2025 年 12 巻 p. 97-101
Cerebral amyloid angiopathy is a vascular disorder characterized by amyloid β deposition in leptomeningeal and cortical blood vessels. Rarely, amyloid β accumulation induces inflammatory responses, classified as cerebral amyloid angiopathy-related inflammation or amyloid β-related angiitis, with the latter being extremely rare. We report a case of a 74-year-old woman presenting with visual field disturbance, occipital pain, speech impairment, agraphia, and acalculia. Imaging revealed subarachnoid hemorrhage without an identifiable source on cerebral angiography. Magnetic resonance imaging demonstrated abnormal enhancement in the dura and pia mater of the left temporal and parietal lobes. Brain biopsy confirmed amyloid β-related angiitis, showing histopathological findings of amyloid deposition with granulomatous inflammation. Steroid pulse therapy led to marked clinical and radiological improvement. This case highlights the importance of considering amyloid β-related angiitis in the differential diagnosis of angiographically negative subarachnoid hemorrhage. Early recognition and immunosuppressive therapy are essential to reduce neurological deficits, with brain biopsy providing a definitive diagnosis.

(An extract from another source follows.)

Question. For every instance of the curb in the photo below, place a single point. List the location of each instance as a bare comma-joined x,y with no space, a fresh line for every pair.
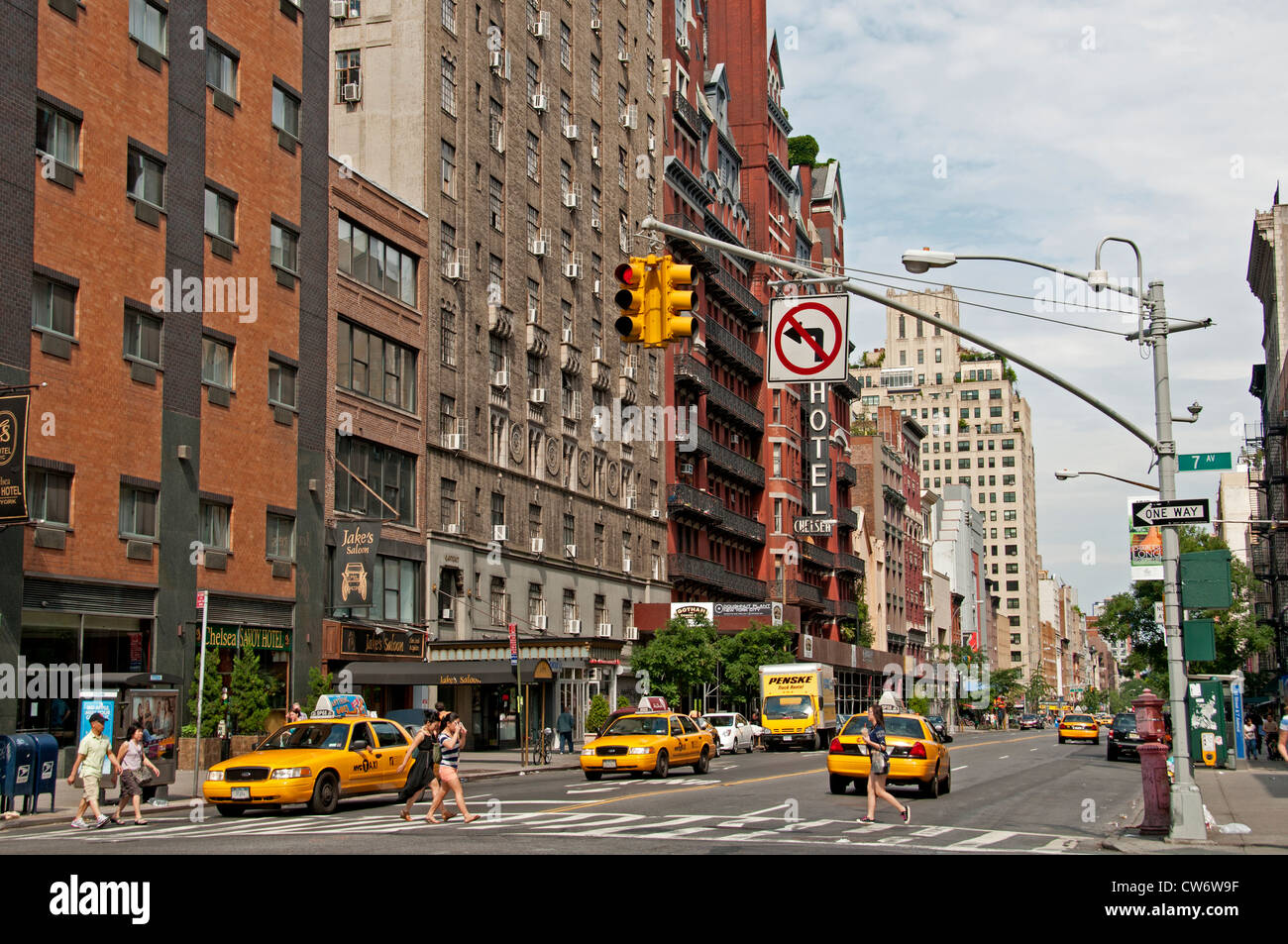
179,803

Cerebral amyloid angiopathy (CAA) is a condition characterized by amyloid β (Aβ) protein deposition in subcortical or meningeal blood vessels, predominantly affecting elderly individuals.1,2) CAA is typically a non-inflammatory, age-related disorder associated with cerebral hemorrhage, infarcts, leukoencephalopathy, and dementia. However, in rare cases, Aβ deposition triggers an inflammatory response, which can be classified into CAA-related inflammation (CAA-RI) and Aβ-related angiitis (ABRA). CAA-RI and ABRA represent distinct pathological entities with no known correlation in their clinical manifestations. CAA-RI features inflammatory cell infiltration around Aβ-laden blood vessels without vasculitis. In contrast, ABRA is characterized by Aβ deposition with adjacent granulomatous inflammation, including granuloma formation and necrosis within the affected vasculature.3,4)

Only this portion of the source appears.